Freddie Mac, the Mortgage Brokers Association (MBA) and HSH Market Trends reported that mortgage interest rates generally declined in their most recent surveys.
On May 29th, Freddie Mac reported that 30-year fixed-rate mortgages fell to 4.12% from 4.14% the previous week. They also noted that last year at this time the 30-year rate was at 3.81%. Frank Nothaft, vice president and chief economist of Freddie Mac noted that: "Fixed mortgage rates eased a bit for the fifth consecutive week as reports that existing home sales are up 1.3 percent but not as much as expected. However, new home sales rose 6.4 percent in April to a seasonally adjusted annual rate of 433,000, which followed an upward revision of 11,000 units for the prior two months".
Stronger consumer confidence was also noted as the spring home buying season continues and house prices remain on the rise. The Conference Board reported that confidence among consumers rose in May after dipping in April.
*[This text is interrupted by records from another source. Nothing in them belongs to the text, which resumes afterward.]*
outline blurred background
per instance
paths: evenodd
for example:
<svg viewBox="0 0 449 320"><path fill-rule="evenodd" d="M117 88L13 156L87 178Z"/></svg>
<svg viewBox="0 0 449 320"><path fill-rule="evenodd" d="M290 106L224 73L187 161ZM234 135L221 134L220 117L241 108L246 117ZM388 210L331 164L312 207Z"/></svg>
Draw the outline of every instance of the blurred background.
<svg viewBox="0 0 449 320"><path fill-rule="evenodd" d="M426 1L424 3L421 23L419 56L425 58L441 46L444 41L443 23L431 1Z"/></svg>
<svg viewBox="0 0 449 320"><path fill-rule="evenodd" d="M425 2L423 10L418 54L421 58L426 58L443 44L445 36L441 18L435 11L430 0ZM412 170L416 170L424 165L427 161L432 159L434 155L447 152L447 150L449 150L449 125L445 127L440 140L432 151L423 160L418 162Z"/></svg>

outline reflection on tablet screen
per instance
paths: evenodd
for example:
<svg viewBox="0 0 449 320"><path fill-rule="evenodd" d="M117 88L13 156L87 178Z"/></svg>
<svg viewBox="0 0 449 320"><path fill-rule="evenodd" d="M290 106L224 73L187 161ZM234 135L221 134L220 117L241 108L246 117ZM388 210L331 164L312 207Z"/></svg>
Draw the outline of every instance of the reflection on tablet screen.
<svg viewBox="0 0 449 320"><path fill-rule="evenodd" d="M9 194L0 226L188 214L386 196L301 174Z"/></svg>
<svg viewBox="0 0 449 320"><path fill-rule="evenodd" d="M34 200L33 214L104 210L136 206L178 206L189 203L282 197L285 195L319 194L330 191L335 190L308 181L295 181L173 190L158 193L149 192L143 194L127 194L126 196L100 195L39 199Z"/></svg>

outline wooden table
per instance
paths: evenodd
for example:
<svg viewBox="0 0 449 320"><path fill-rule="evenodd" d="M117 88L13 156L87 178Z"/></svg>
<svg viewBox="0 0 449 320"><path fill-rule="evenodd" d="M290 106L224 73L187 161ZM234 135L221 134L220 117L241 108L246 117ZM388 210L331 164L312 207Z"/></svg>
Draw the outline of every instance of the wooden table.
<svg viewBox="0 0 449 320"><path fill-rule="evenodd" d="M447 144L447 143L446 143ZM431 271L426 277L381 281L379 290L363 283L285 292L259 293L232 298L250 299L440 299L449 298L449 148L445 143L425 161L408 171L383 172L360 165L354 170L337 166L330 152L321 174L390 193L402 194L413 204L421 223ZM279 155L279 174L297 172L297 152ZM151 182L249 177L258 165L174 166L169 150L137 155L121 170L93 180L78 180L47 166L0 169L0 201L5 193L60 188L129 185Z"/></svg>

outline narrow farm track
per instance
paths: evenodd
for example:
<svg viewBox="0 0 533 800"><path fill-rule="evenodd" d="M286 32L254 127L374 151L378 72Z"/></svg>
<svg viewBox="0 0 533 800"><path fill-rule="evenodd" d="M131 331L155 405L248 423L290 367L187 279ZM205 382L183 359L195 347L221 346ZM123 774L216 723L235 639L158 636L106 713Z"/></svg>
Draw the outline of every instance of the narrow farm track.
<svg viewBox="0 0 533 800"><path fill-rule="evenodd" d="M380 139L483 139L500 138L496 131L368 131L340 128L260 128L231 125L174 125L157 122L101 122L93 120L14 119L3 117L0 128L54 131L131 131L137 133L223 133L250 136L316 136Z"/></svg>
Meanwhile, the S&P/Case-Shiller 20-city composite index rose 0.9 percent in March, above the consensus forecast.
The Mortgage Bankers Association (MBA) reported on May 28th (for the week ending May 23rd) that 30-year rates with conforming loan balances ($417,500 or less) fell to 4.31% from 4.33%. The average contract interest rate for 30-year fixed-rate mortgages with jumbo loan balances (greater than $417,500) declined from 4.24% to 4.23%. Rates for FHA backed mortgages also fell, from 4.06% to 4.04%. These declines brought the rates for all three products to their lowest levels since June of 2013.
On May 30th, HSH Market Trends reported that 30-year mortgage rates dropped to 4.18% (the lowest point since the spring of 2013) from 4.20% the previous week. Rates for FHA-backed mortgages also fell, from 3.95% to 3.91%, the lowest level in approximately six months.